Blu Fights Personal and Political Demons on New Album

courtesy of Blu

“Man, that is one of my favorite films,” says rapper John Barnes better known as Blu. He’s referring to Killer of Sheep, a 1977 tone poem about black working-class ennui in South Los Angeles.

“I watch it all the time when I’m alone, dreaming of being raised in my parents’ era. It is truly the only movie that depicts the Los Angeles I grew up in, so I have always respected Charles Burnett’s stuff.”

Blu has never toiled in a slaughterhouse, and with his boyish good looks, he resembles a streetwear model more than the sooty-faced serfs in Killer of Sheep. At 35, he is also a legend, someone who commands hushed fealty in underground hip-hop.

Yet in any discussion of Blu’s music, the phrase “everyman” gets bandied about almost reflexively. He emits a warm humility and, like Burnett, speaks for the straggling commoner who can’t catch a break. It’s been 11 years since his breakout album Below the Heavens; produced by Exile, it was the first of Blu’s gently polemical riffs on Los Angeles life. As the language of hip-hop becomes more laconic, many fans have recalibrated their expectations, but there is much demand for Blu’s literarily charged storytelling.

“The people made [Below the Heavens] what it is!” Blu says. “I still don’t fully grasp it. I see it everywhere, and it’s mind-boggling, but the reality of it all has not struck me.”

Today, Blu is still mining the frustrations and infirmities of life in L.A., as complicated a metropolis as any that exists in this country.

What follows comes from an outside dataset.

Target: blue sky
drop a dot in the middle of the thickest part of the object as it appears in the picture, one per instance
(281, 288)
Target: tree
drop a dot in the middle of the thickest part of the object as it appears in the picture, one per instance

“I believe we were given the King’s chair and it was taken before we could make it out the inauguration,” Blu says. “We were on the verge of becoming a new L.A. that everyone dreamt it to be: peaceful, green, active and progressive. But the police started killing children all over America, and eventually that reached L.A. and tore us down as well.”

Anytime a young person dies in this manner, it seems to trigger a chorus of fretful murmurs about the state of modern policing. But Blu is apoplectic. His new album, Gods in the Spirit, Titans in the Flesh is good-humored but aswarm with righteous invective. This has been gnawing at him since at least 2013, when he rapped about unlawful property seizures on “End of the World.” Whatever piecemeal legal reforms have been introduced since then, they cannot temper Blu’s fury with police departments large and small, as well as their pointy-headed Washington enablers.

Like most creatives, Blu draws inspiration from turmoil both personal and political. He would jump at the chance to have it some other, less painful way.

“I hate it,” Blu says flatly. “It destroys my music; it puts you in a position no one wants to be in. Everyone wants peace and happiness, and no one wants to have to fight purposelessly for it, either. It has almost completely changed the course of my music: from easy listening to rebellious war cries! It’s awful, man. I want to rap about women on the beach.” While it has never been his selling point, Blu’s comfort at “war” is self-evident.

Titans in the Flash will stoke jealousy among rappers who aspire to tell stories but who can’t compete with Blu’s flair for expository writing. It helps that the album is funky as a motherfucker. The credit for that goes to Nottz, a malleably gifted local producer who, like Exile, can be as outré—or as conservative—as needed. In this case, his beats are full of arpeggiated tremble and trippy, squelching bass.

“Nottz and Exile are two of the most powerful wizards,” Blu marvels. “They’re the best at what they do; they’re better than anyone who tries to do it.”

“Working with Exile is like the 1800s, though,” he continues. “With Nottz, it’s like up picking beats at undisclosed locations in the forest.” Kind of a far cry from the slaughterhouse.